One of the first steps in receiving an MS diagnosis is a neurological exam. Neurological exams can also help track the progression of MS. Neurological exams are part of the overall physical exam done by a doctor. Just like a doctor checks your heart and lungs by listening to them with a stethoscope, they can also check your nervous system.
An MS neurological exam
People with MS may have abnormal findings on a neurological exam. However, in some cases, MS brain lesions may be in areas that do not directly impact things tested on the exam. For this reason, brain imaging is helpful to use together with a full neurological exam.
Common things tested in a full neurological exam include:
- Cranial nerves
- Motor nerves
- Sensory nerves
- Autonomic nervous system
- Mental status
We have 12 pairs of cranial nerves. These nerves control many functions of the head and neck. Some are sensory nerves. An example of this is cranial nerve 1 (the olfactory nerve), which controls our sense of smell. Cranial nerve 2, the optic nerve, controls our vision. Others are mainly motor nerves. These include cranial nerves 3, 4, and 6, which control the movements of the eye.
Each cranial nerve has its own function. Working cranial nerves allow us to feel and move our face, chew, swallow, and talk. It is not uncommon for 1 or more cranial nerves to be affected by MS. Your doctor will test each nerve individually and look for anything unexpected.1
Motor nerves are usually tested by assessing the body’s strength. Your doctor will apply pressure to your arms, legs, and feet and ask you to push back. Your doctor can sense how much force you can use to resist their pressure and see if there are any differences between each arm or leg.
Sensory nerves can be tested in several ways. Your doctor may ask if you can feel their touch on different areas of your arms or legs. They may also ask if this sensation is the same on both sides of your body. Another way to test sensation is to determine whether you can tell the difference between dull pressure and sharper touch.1,2
Your doctor may also test for Lhermitte’s sign. This is an electrical sensation that travels down your spine and into your limbs when you bend your head forward. This may feel like a buzzing or tingling feeling. This is a common finding in people with MS.3
Reflexes are involuntary movements of different parts of your body. An example is the patellar reflex. When a doctor taps a reflex hammer underneath your knee, your foot kicks outward. This movement happens immediately and without you needing to think about it. Reflexes that are working normally (also called intact) are signs of good neurological function. Your doctor will use a reflex hammer to check several common reflexes in the elbows, knees, and ankles. They will make note of any weak, absent, intense, or unequal reflexes from side to side.2
Another reflex that is commonly tested is the Babinski reflex. When the bottom of the foot is scraped from heel to little toe, the toes should all curl inwards. In an abnormal Babinski reflex, the toes all fan outwards instead. An abnormal Babinski reflex can be a sign of underlying neurological issues.

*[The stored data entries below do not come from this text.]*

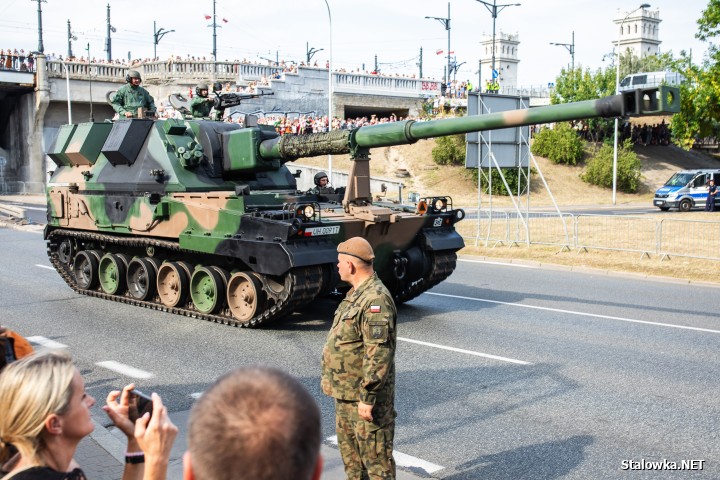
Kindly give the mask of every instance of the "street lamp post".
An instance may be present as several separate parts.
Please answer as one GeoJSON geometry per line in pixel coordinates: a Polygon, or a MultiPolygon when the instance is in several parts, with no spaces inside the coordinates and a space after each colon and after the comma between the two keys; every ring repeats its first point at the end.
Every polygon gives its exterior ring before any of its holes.
{"type": "Polygon", "coordinates": [[[110,24],[110,4],[107,5],[107,37],[105,38],[105,52],[107,53],[107,61],[112,61],[112,39],[111,33],[115,33],[117,29],[110,24]]]}
{"type": "Polygon", "coordinates": [[[445,87],[447,88],[448,83],[450,83],[450,2],[448,2],[448,16],[447,18],[440,18],[440,17],[425,17],[430,18],[433,20],[437,20],[438,22],[442,23],[445,27],[445,30],[447,30],[448,35],[448,49],[447,49],[447,67],[445,70],[445,87]]]}
{"type": "Polygon", "coordinates": [[[307,60],[307,66],[310,66],[310,60],[317,52],[322,52],[324,48],[310,48],[310,44],[305,42],[305,59],[307,60]]]}
{"type": "Polygon", "coordinates": [[[571,65],[570,71],[571,72],[575,71],[575,32],[572,32],[572,43],[550,42],[550,45],[556,45],[558,47],[565,47],[567,49],[567,51],[570,52],[570,57],[572,59],[571,60],[572,63],[570,64],[571,65]]]}
{"type": "Polygon", "coordinates": [[[157,24],[155,23],[155,20],[153,20],[153,59],[157,58],[157,45],[160,39],[164,37],[166,33],[174,31],[175,30],[165,30],[164,28],[158,30],[157,24]]]}
{"type": "Polygon", "coordinates": [[[77,37],[72,34],[72,29],[70,28],[70,19],[68,19],[68,52],[67,52],[67,58],[70,60],[73,56],[72,53],[72,41],[77,40],[77,37]]]}
{"type": "MultiPolygon", "coordinates": [[[[643,3],[639,7],[637,7],[635,10],[631,11],[627,15],[625,15],[625,18],[622,19],[622,22],[620,22],[620,28],[618,29],[618,39],[617,39],[617,63],[615,64],[615,95],[620,94],[620,33],[622,32],[623,24],[625,23],[625,20],[628,19],[630,15],[637,12],[638,10],[642,10],[643,8],[650,8],[649,3],[643,3]]],[[[613,140],[613,170],[612,170],[612,204],[616,204],[616,196],[617,196],[617,163],[618,163],[618,118],[615,117],[615,138],[613,140]]]]}
{"type": "MultiPolygon", "coordinates": [[[[506,3],[504,5],[498,5],[497,0],[493,0],[493,3],[485,2],[484,0],[475,0],[485,5],[493,19],[493,34],[492,34],[492,66],[491,73],[495,71],[495,20],[497,20],[498,13],[502,12],[507,7],[519,7],[519,3],[506,3]]],[[[493,78],[494,80],[494,78],[493,78]]]]}
{"type": "Polygon", "coordinates": [[[34,0],[37,1],[38,4],[38,48],[37,51],[40,53],[45,53],[45,46],[43,45],[43,35],[42,35],[42,5],[41,3],[47,3],[47,0],[34,0]]]}
{"type": "Polygon", "coordinates": [[[60,59],[63,69],[65,70],[65,87],[67,88],[67,103],[68,103],[68,125],[72,125],[72,106],[70,104],[70,70],[65,64],[65,60],[60,59]]]}
{"type": "MultiPolygon", "coordinates": [[[[333,96],[333,74],[332,74],[332,15],[330,14],[330,4],[328,0],[325,1],[325,6],[328,12],[328,25],[329,25],[329,37],[330,37],[330,60],[328,60],[328,132],[332,131],[332,96],[333,96]]],[[[328,154],[328,179],[332,182],[332,155],[328,154]]]]}

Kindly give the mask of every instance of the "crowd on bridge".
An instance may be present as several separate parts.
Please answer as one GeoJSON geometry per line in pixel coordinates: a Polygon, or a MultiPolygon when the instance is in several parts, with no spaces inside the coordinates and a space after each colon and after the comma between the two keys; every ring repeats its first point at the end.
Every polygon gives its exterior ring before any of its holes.
{"type": "Polygon", "coordinates": [[[25,53],[24,49],[0,49],[0,69],[15,70],[18,72],[34,72],[35,56],[33,52],[25,53]]]}

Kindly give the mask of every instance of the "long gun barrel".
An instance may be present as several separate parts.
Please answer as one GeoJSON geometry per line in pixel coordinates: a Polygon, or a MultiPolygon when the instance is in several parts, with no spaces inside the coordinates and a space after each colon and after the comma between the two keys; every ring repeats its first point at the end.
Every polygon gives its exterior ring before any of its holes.
{"type": "Polygon", "coordinates": [[[405,145],[417,140],[462,133],[520,127],[540,123],[597,117],[662,115],[680,111],[679,89],[661,86],[623,92],[619,95],[582,102],[512,110],[485,115],[416,122],[369,125],[311,135],[284,135],[262,141],[259,154],[265,160],[295,160],[327,154],[356,154],[363,149],[405,145]]]}

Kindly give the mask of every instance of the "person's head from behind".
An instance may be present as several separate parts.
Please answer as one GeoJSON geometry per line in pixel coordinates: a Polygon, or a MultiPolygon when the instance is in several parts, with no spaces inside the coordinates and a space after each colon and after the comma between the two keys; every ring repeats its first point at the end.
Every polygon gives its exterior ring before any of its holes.
{"type": "Polygon", "coordinates": [[[184,464],[186,480],[318,479],[320,410],[280,370],[233,370],[193,407],[184,464]]]}
{"type": "Polygon", "coordinates": [[[26,465],[47,465],[50,449],[70,449],[72,456],[93,431],[94,404],[69,355],[47,352],[13,362],[0,375],[0,456],[7,444],[26,465]]]}

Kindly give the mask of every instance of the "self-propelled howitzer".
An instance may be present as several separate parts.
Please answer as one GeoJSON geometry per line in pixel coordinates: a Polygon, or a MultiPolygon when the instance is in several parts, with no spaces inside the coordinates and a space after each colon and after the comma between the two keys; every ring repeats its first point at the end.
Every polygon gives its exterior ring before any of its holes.
{"type": "Polygon", "coordinates": [[[678,110],[677,89],[349,131],[279,136],[203,120],[64,125],[48,155],[45,238],[75,291],[221,323],[257,326],[339,286],[338,243],[363,236],[397,301],[447,278],[464,246],[449,196],[376,204],[369,149],[423,138],[678,110]],[[298,191],[285,162],[350,153],[340,194],[298,191]]]}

Coordination can be tested by asking a person to touch a finger to their nose and then to a doctor’s finger in front of them. The doctor will continue to move their finger after each touch to see if they can be followed. This is called the finger-to-nose test. Other tests involve quickly flipping the hands back and forth between palm side up and palm side down as well as touching the heel of one foot to the knee of another and sliding the foot up and down the leg.
Your doctor will also watch the way you naturally walk to assess your coordination. This is called checking your gait. They may also ask you to walk on your toes or heels to watch different types of walking. They will look for signs of abnormal movements, changes in speed, and any issues with balance.2
Autonomic nervous system
Our nervous system also plays a role in other functions. The autonomic nervous system (ANS) plays a role in our heart rate and blood pressure. Your doctor will look at your vital signs, the way your pupils dilate in response to light, and more to assess your ANS.2
Throughout the entire exam, your doctor can pay attention to your mental status. This includes your attention, memory, mood, communication, and more. They may ask orientation questions. Examples of this include asking what your name is, where you are currently located, and what day of the week it is. They may also ask you to repeat or remember a series of words, objects, or colors.2
When used with a good personal account of symptoms, brain imaging, and other testing, a neurological exam can be a great tool for diagnosing or monitoring MS.